For years on television the Moms were pretty ditzy and useless. Even on a show I really liked way back when called "My So-Called Life," the mom was this neurotic narcissist (yikes, is that how you spell it?) and her very cool daughter, played by Claire Danes, didn't like her much. Daughters always like the dads better. The dads are level headed and sane and interested in the daughter's lives--except when they're not. Moms are supposed to be grown up. They're supposed to be a little bit distant but loving. Or else they're idiots.
Then came the Gilmore Girls. Loralie and Rorie (again, my spelling may be way off here) are a perfect match, bantering with each other rapid fire with a familiarity that no other mother-daughter pair on television has ever had. They are friends, above all, friends who love each other, respect each other and would die for each other. And yet this friendship takes nothing away from their mother-daughter relationship. Okay, sometimes Rorie has to play the mom role--when Loralie simply can't cope with her own mom or one of her odd boyfriends, but when Rorie needs a mom, Loralie is there for her, offering love and whatever wisdom she can muster. I remember reading some child "expert" saying, "Your child doesn't need a friend. She needs a parent." I think you can be both.
My daughter and I love to watch the Gilmore Girls. We smile in recognition as the two of them try to hash out their lives together. There's a scene where Rorie graduates from her prestigious school, and Loralie wants her to scrawl her name somewhere. And my daughter and I laugh because on her birthday we passed a house that just had new sidewalk poured in front of it, and I slammed the car to a stop so she could go out and write her name in the wet cement. Unfortunately, the cement had hardened. But it's the sort of opportunity we can't pass up even if her prep-school friends are in the back, wide eyed and open-mouthed.
We are a certain type--Gilmore Moms. The most important person in our lives is our child with whom we share most everything. We understand that she will have secrets, she will have parts of her life she doesn't share, and we will, too. But the private areas are smaller than the parts we share with each other. We like the same music and same TV shows.

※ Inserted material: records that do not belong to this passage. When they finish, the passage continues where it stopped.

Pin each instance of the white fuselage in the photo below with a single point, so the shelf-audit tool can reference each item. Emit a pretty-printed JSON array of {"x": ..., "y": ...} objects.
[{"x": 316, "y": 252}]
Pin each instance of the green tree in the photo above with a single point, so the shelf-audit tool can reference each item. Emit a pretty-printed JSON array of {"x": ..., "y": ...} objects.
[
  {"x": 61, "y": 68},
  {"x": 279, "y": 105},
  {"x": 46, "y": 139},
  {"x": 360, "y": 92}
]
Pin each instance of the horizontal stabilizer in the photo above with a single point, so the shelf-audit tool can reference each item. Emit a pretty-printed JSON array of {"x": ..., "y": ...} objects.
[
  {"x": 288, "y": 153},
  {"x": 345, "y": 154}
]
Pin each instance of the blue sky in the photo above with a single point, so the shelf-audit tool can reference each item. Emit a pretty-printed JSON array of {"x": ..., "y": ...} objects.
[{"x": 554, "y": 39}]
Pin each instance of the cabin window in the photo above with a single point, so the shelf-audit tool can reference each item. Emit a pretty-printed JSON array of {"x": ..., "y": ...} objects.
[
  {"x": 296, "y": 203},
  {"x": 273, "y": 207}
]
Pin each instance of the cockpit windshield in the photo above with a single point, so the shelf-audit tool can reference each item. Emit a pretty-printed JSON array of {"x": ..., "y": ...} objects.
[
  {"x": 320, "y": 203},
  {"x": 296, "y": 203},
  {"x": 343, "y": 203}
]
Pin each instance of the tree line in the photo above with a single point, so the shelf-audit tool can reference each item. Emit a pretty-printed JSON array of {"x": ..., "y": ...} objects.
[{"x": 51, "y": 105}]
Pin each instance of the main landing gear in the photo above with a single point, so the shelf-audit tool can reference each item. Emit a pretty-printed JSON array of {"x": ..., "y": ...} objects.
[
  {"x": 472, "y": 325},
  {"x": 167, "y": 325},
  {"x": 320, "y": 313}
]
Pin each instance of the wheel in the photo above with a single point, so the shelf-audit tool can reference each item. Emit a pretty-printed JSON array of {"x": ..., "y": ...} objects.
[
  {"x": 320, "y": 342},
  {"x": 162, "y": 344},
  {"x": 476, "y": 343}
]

We watch movies together, go to concerts together. We tell each other how we're feeling. We forgive each other. We laugh together a lot.
Last week my daughter and I drove to Florida. I showed her the church in Jacksonville where I had spent great portions of my childhood. It's like a castle and she was fascinated. I showed her where I had scrawled my name in the choir room in 1967. I took her to stay with my godfather and explained to her he was the closest thing I'd ever have to a father. We drove to Fort Lauderdale and then took a trip to South Beach where we slipped into stores to laugh at the $250 jeans and $150 shirts. We ate on the roof at Ernie's where I used to eat with her father. I showed her the apartment where I lived as a single woman a half block from Biscayne Bay. And the house where her father and I lived before she was born. We had such a good time together. I'm glad I'm a Gilmore Mom. I have someone in my life who knows me better than anyone else ever could. And still loves me--that's the mystery of it.